Gemp Shuffler Investigation
NOLINK
If you've played on Gemp for any length of time, you've probably heard someone say — or said yourself — that the shuffler feels off. Maybe you've experienced it firsthand: you mulligan and get back half the same cards. Or you keep drawing the same clump of companions every game. Or your deck just feels like it isn't really shuffling.
This post will show the results of an investigation done to identify if there are any issues.
What People Report
The complaints generally fall into a few buckets:
- "I mulligan and get the same cards back." You pitch your opening hand, shuffle up, draw again — and three of the same cards are right back staring at you.
- "The shuffle just doesn't feel random." Cards seem to clump.
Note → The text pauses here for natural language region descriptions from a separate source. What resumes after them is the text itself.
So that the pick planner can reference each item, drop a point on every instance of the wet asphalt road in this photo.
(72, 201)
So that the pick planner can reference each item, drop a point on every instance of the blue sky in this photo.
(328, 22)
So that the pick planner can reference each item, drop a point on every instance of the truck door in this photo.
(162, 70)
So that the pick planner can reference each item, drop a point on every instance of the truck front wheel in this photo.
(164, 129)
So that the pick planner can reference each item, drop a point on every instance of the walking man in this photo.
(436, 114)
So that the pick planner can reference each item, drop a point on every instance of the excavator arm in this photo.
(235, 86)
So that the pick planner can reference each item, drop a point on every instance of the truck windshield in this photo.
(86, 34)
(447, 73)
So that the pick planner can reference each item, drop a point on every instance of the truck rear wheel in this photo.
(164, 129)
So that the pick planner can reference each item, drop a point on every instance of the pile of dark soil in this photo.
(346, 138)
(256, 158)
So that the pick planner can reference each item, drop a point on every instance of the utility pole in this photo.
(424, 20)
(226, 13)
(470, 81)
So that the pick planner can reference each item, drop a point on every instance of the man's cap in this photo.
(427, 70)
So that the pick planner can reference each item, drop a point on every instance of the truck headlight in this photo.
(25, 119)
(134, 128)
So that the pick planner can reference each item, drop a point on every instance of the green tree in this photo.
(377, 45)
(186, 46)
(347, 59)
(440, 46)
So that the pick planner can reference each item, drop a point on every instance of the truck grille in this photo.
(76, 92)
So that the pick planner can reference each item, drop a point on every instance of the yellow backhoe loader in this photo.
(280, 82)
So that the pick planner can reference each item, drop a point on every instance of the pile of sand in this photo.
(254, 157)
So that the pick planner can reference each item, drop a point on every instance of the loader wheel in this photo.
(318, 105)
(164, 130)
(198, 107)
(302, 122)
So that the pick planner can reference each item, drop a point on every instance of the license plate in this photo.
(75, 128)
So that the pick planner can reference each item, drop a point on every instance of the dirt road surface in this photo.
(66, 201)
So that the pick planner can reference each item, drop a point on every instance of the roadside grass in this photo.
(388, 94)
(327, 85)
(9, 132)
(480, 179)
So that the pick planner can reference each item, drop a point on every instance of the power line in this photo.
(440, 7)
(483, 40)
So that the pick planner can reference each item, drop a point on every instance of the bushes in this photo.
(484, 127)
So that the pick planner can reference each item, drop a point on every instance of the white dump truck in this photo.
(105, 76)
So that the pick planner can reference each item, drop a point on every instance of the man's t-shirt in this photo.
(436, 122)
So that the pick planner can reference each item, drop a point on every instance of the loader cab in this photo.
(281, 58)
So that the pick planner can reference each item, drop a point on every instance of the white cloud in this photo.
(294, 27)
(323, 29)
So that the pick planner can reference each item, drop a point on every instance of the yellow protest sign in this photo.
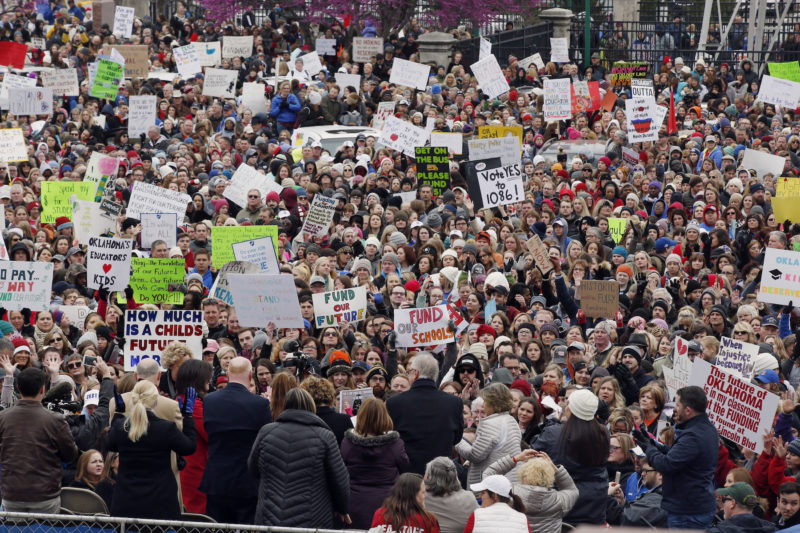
(223, 237)
(56, 198)
(617, 227)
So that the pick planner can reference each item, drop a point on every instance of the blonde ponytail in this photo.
(144, 397)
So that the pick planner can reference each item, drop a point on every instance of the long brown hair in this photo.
(401, 507)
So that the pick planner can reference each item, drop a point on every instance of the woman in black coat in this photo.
(375, 456)
(302, 478)
(146, 486)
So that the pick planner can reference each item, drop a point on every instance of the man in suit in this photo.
(429, 421)
(232, 417)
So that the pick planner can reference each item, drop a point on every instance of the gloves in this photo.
(187, 406)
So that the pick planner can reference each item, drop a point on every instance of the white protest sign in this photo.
(557, 99)
(253, 97)
(508, 149)
(62, 81)
(779, 281)
(737, 358)
(325, 47)
(142, 114)
(485, 49)
(409, 74)
(780, 92)
(12, 146)
(147, 198)
(262, 298)
(320, 216)
(209, 54)
(559, 49)
(233, 46)
(245, 179)
(334, 307)
(25, 284)
(159, 227)
(148, 333)
(402, 136)
(763, 162)
(123, 21)
(311, 63)
(221, 289)
(740, 411)
(108, 264)
(260, 252)
(90, 221)
(454, 142)
(31, 101)
(427, 326)
(220, 82)
(365, 48)
(490, 77)
(187, 61)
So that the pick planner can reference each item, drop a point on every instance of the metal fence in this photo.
(36, 523)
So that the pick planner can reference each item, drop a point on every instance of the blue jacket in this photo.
(688, 467)
(288, 115)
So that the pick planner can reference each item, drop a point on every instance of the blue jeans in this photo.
(690, 521)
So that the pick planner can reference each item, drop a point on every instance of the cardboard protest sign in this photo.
(223, 238)
(123, 21)
(623, 71)
(400, 135)
(159, 227)
(90, 221)
(61, 81)
(156, 281)
(365, 48)
(187, 61)
(433, 168)
(740, 411)
(12, 146)
(148, 333)
(31, 101)
(763, 163)
(453, 142)
(781, 274)
(220, 82)
(780, 92)
(491, 183)
(491, 79)
(346, 305)
(147, 198)
(56, 198)
(737, 358)
(557, 104)
(600, 299)
(221, 289)
(25, 284)
(559, 49)
(108, 264)
(260, 252)
(261, 299)
(234, 46)
(508, 149)
(423, 327)
(320, 215)
(409, 74)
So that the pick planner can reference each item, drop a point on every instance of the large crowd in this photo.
(536, 415)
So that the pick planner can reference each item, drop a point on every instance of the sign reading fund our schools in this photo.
(498, 184)
(149, 332)
(780, 282)
(423, 327)
(334, 307)
(25, 284)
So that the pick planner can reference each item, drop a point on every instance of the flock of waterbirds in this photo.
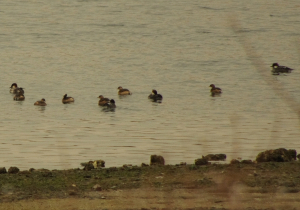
(104, 102)
(110, 103)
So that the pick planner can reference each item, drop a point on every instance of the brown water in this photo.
(88, 48)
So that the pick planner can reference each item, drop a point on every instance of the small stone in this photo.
(72, 192)
(234, 161)
(215, 157)
(99, 163)
(144, 165)
(201, 161)
(277, 155)
(3, 170)
(157, 160)
(97, 187)
(88, 166)
(247, 161)
(13, 170)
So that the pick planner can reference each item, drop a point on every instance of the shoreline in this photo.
(159, 186)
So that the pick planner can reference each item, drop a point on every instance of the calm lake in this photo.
(87, 48)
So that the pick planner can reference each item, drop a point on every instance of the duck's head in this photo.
(154, 92)
(14, 85)
(212, 85)
(275, 65)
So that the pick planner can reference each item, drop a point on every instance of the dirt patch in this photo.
(217, 186)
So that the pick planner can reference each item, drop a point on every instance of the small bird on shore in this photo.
(276, 69)
(102, 100)
(155, 96)
(13, 87)
(19, 97)
(42, 102)
(215, 90)
(111, 104)
(67, 99)
(123, 91)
You go half the game without seeing a card you're running four copies of, or you draw all four in a row.
- "This never seems to happen when I shuffle at my kitchen table!"
The question is: are they evidence of a bug, or evidence of something else?
What We Did
To test this properly, we needed to remove human bias from the equation; hard numbers only.
We built a test harness using a 60-card Highlander deck, meaning 60 1x cards; no duplicates. If you mulligan a normal deck and see "another copy" of a card you had before, that could be a completely different copy. With a Highlander deck, if a card comes back after a mulligan, it is the exact same card.
We then ran two tests:
Test 1: Shuffle Fairness. We created 10,000 fresh games, shuffled the deck, and drew an opening hand each time. Then we checked: does every card in the deck show up with roughly equal frequency? Or do some cards mysteriously favor certain positions?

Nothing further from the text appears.